First published in serial form, The Idiot tells the story of Prince Lev Myshkin who returns to Petersburg after spending several years in a Swiss sanatorium. He enters into high society where his Christ-like meekness, compassion, and integrity contrast with the vulgarity and greed of the up-and-coming aristocrats. Drawn into a web of financial and emotional intrigue, he encounters two powerful women, Aglaya Yepanchina, the proud and spoiled youngest daughter of an aristocratic family, and Nastasya Barashkova, whose enigmatic beauty soon overwhelms him. Time and again, he tries desperately to lead a good life and to influence those around him to do the same; but when that proves impossible, he departs from Petersburg unchanged, just as he arrived, and Russian society sinks further into avarice and depravity, as does all of capitalist Western Europe.
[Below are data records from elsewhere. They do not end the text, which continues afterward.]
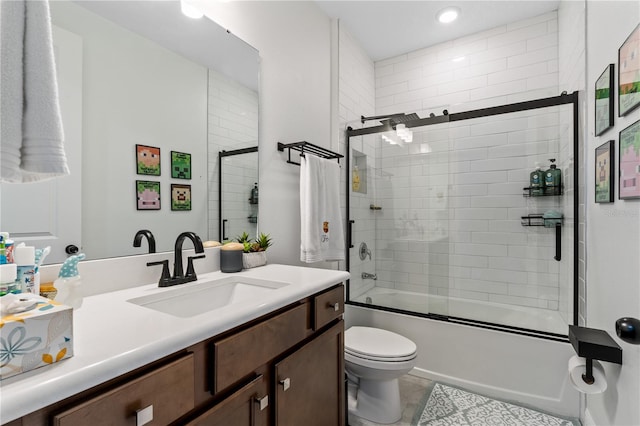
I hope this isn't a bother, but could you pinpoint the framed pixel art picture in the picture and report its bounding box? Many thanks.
[595,64,614,136]
[618,24,640,117]
[171,183,191,211]
[595,141,614,203]
[136,144,160,176]
[136,180,160,210]
[618,120,640,200]
[171,151,191,179]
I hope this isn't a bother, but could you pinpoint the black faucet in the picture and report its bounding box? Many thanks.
[147,232,205,287]
[173,232,204,282]
[133,229,156,253]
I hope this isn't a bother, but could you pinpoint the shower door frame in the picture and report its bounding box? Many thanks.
[345,91,580,342]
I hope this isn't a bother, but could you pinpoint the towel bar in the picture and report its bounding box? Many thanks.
[278,141,344,166]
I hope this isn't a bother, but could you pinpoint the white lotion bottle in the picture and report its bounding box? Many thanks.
[13,246,40,295]
[53,253,85,309]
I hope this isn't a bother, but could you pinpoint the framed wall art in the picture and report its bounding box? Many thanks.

Translating The Idiot is certainly a challenging task. It has been convincingly described by a close colleague of mine as “the strangest and most elusive of the author’s major novels, with more zigzags of direction and sudden dips into the unconscious than figure in the others.” This brief excerpt from my work-in-progress is based on the author’s own near-death experience, when he was sentenced to be shot, but reprieved at the last minute by order of Tsar Nicholas I. He was sentenced to a lengthy period of exile from the capital, which he described in his Notes from the House of the Dead (1860–62).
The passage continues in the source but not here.